Crystal structure and analysis

The crystals of Cage-2 suitable for single crystal diffraction were obtained from MeOH/water/DCM by slow evaporation at room temperature after several days. The crystals of Cage-1 and TA were obtained by referring to their relevant single-crystal structures with the Cambridge Crystallographic Data Centre (CCDC) deposition numbers of 2179030 and 1868815, respectively.

Single crystal X-ray diffraction (SCXRD) data were recorded on a Bruker D8-Venture single crystal X-ray diffractometer equipped with a digital camera diffractometer using graphite-monochromated Mo- Kα radiation at 120 K. Data integration and reduction were performed using the SaintPlus 6.01 software. The absorption corrections and correction of other systematic errors were performed by the multi-scan method implemented in SADABS. Structures were solved using Direct Methods (SHELXS-97) and refined using the SHELXL- 201444 program package (full-matrix least squares on F2) contained in OLEX2 and X-Seed45,46. In all cases the non-hydrogen atoms were refined anisotropically. The hydrogen atoms were fixed geometrically using riding atom model.

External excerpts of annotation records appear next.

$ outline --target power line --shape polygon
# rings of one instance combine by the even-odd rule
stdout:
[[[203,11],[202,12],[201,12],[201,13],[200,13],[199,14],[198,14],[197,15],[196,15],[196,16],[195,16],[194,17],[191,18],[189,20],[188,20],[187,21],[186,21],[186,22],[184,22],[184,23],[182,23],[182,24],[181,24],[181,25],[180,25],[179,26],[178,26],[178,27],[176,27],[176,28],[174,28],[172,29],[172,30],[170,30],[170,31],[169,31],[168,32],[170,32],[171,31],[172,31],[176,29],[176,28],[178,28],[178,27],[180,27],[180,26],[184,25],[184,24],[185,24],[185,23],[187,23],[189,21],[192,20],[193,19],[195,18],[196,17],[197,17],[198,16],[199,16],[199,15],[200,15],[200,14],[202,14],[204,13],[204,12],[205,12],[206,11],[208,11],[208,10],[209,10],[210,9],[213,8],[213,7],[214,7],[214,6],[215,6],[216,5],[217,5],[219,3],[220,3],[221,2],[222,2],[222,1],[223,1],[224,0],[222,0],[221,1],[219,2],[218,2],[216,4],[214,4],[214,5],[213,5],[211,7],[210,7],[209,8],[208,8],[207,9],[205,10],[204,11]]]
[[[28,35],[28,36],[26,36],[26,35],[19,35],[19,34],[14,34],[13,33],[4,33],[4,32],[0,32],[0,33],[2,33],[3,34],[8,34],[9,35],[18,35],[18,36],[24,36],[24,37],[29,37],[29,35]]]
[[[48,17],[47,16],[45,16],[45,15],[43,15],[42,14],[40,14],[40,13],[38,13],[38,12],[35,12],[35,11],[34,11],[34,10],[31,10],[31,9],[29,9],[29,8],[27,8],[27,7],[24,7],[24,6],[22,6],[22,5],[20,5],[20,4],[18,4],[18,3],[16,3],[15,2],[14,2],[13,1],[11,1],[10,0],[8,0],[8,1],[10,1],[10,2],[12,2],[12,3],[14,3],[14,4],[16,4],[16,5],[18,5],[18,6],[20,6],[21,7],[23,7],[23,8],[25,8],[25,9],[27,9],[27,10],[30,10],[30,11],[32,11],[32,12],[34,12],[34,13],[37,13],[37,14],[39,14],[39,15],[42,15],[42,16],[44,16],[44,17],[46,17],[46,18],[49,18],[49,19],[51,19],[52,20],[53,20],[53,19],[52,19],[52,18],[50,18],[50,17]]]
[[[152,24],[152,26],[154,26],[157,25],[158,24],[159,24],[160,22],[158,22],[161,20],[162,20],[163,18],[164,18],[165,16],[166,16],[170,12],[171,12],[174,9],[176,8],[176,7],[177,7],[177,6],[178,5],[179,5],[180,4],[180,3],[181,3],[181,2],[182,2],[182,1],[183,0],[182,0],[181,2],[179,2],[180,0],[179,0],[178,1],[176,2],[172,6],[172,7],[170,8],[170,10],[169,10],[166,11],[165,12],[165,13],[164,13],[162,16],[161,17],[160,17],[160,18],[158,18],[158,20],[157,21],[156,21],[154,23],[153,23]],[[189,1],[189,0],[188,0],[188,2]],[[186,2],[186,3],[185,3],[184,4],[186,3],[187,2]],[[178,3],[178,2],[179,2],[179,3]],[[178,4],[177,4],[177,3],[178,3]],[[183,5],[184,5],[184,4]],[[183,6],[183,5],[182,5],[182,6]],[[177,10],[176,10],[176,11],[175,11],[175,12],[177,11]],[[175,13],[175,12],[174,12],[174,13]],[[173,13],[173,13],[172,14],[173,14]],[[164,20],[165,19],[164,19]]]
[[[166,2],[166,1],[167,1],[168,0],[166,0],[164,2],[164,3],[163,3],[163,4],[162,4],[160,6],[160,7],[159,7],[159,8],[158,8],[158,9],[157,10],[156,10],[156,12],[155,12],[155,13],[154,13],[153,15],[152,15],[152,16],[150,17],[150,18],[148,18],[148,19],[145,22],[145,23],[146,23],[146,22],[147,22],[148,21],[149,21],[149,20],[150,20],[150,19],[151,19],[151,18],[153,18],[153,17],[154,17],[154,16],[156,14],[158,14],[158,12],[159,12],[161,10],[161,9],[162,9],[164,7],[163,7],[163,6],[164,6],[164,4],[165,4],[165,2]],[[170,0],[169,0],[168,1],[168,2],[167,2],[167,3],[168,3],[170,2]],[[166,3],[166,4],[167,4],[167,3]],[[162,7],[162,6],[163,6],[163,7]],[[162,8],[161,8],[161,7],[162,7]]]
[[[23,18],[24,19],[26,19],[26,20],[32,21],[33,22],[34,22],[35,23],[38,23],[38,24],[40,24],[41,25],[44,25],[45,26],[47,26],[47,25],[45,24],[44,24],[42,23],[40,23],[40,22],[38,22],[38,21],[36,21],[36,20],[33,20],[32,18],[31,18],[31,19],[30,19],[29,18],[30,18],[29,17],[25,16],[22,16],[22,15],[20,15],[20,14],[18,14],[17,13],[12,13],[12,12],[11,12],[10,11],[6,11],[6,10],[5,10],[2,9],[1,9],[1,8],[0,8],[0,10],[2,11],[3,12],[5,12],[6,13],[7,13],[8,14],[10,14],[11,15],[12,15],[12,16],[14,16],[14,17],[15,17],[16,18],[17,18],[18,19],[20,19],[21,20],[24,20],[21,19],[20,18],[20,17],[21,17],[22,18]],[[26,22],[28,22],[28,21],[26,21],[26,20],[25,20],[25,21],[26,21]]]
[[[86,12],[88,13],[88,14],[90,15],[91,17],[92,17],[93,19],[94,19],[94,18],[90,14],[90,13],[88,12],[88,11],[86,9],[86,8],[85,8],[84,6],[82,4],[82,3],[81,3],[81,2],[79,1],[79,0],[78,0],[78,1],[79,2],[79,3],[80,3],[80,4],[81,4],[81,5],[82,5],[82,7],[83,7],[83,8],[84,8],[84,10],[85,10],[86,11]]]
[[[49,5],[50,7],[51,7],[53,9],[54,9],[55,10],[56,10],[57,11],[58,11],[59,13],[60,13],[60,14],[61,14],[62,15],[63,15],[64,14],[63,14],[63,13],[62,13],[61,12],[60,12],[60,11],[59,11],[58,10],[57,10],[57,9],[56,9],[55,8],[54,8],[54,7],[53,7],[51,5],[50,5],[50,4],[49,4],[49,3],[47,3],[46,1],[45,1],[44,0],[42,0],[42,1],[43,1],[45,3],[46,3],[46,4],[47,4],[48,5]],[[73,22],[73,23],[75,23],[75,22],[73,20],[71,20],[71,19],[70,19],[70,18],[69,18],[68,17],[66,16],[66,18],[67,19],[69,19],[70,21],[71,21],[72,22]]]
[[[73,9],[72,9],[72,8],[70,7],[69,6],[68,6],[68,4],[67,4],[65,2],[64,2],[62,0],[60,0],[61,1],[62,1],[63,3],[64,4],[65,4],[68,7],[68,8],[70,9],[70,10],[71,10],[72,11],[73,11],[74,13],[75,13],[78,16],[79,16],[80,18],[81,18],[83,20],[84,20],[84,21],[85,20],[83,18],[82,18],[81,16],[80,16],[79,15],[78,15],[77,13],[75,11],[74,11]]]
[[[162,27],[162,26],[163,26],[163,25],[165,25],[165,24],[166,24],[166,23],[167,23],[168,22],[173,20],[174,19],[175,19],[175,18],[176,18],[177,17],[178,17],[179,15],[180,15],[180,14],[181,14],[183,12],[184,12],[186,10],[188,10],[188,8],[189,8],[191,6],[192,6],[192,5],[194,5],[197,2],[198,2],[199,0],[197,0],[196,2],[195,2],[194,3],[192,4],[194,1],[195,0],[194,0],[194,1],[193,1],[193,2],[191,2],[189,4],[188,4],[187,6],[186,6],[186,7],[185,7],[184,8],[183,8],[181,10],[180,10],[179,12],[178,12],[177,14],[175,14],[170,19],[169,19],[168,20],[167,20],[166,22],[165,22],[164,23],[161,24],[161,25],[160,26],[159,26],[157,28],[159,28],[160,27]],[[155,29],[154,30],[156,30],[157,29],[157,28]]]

The crystal data and refinement conditions for Cage-2 crystal is reported in Supplementary Tab 3. Further details could be obtained from the cif file, which could be obtained from the CCDC upon reference to CCDC number 2253396.

The molecular Hirshfeld maps with the fingerprint (2D) were calculated by using Crystal-Explorer 21.5. Hirshfeld surface analysis are assessed to obtain quantitative and qualitative insights into diverse type of intra or intermolecular interactions in a crystalline form of the researched compound. The Hirshfeld surface analysis is specified in the space occupied by a molecule in its crystal system based on the localized electron density distribution simulated around of spherical atom. The Hirshfeld surface via fingerprint plot is a powerful method to calculate the intermolecular interactions and show it with well-defined color codes.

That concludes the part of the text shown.